O presidente Jair Bolsonaro (sem partido) disse nesta sexta-feira que, devido a um artigo que congela concursos públicos, ainda não sancionou o projeto de socorro financeiro aos estados e municípios por causa da crise causada pelo novo coronavírus. Bolsonaro já havia anunciado que sancionaria o pacote em breve, mas não previu uma data. O prazo final é 27 de maio.

“Não sancionei o projeto, ontem [quinta-feira], do auxílio dos governadores porque tem uma cláusula lá sobre congelamento de concurso”, disse Bolsonaro a um grupo de pessoas aprovadas no concurso da Polícia Rodoviária Federal em 2018, mas que não foram convocadas. “Se tivesse assinado, vocês iam ter complicação”, afirmou o presidente.

Pelo texto do projeto que aguarda a sanção presidencial, “ficam suspensos os prazos de validade dos concursos públicos já homologados” no dia 20 de março, data da publicação do decreto legislativo que reconhece situação calamidade pública por causa da Covid-19. A suspensão, de acordo com o texto, abrange concursos federais, estaduais, distritais e municipais.

Esta não é a primeira vez que o grupo de excedentes do concurso da PRF vai ao Alvorada pedir uma solução para Bolsonaro. O presidente orientou que o grupo fosse até o Palácio do Planalto conversar com o ministro Jorge Oliveira, da Secretaria-Geral.

Bolsonaro disse estar cauteloso para não acabar incorrendo em crime de responsabilidade, o que poderia motivar um processo de impeachment. “Da minha parte, não tem nenhuma má vontade com vocês”, disse ao grupo.

Mas este não é o único ponto polêmico que está fazendo o presidente adiar a sanção do projeto. Um novo embate surgiu entre governadores e o Ministério da Economia na discussão sobre o plano de socorro financeiro aos estados e municípios.

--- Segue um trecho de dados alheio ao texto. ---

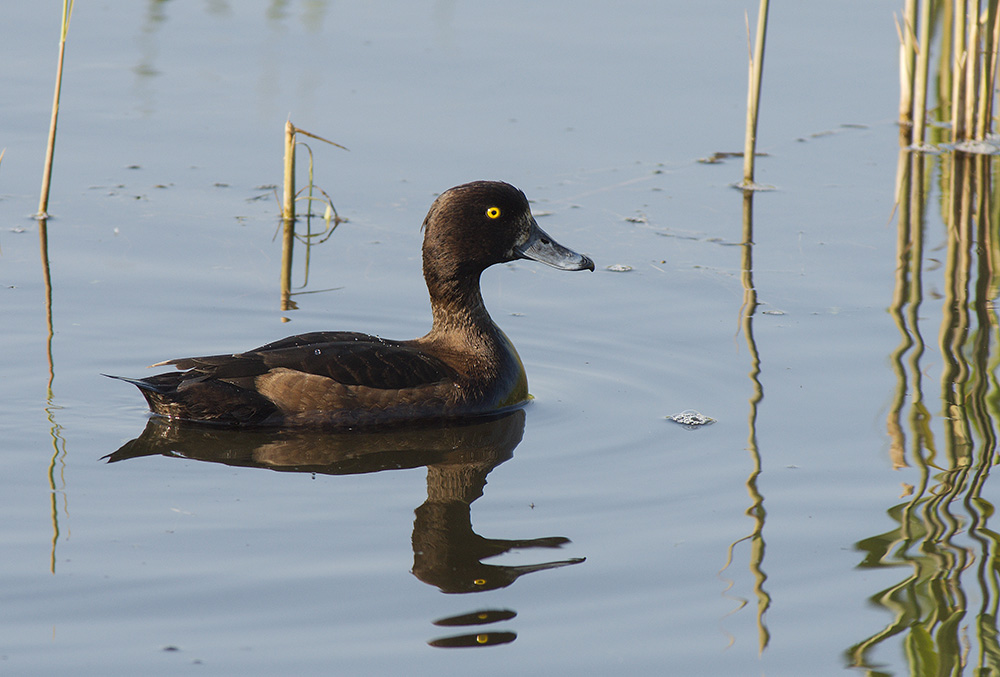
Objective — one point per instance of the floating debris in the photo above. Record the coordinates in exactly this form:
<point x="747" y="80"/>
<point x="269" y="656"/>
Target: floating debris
<point x="691" y="419"/>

Os governadores resistem em perder repasse do FPE (fundo pelo qual o Tesouro transfere dinheiro para os estados) em troca de a União pagar dívidas com bancos internacionais. A equipe econômica defende que, mesmo na pandemia, essa regra não mude: se um estado deixar de pagar um banco multilateral, como o Banco Mundial, o Tesouro cobre as parcelas, mas, como contrapartida, retém uma parte dos repasses via FPE. (Folhapress)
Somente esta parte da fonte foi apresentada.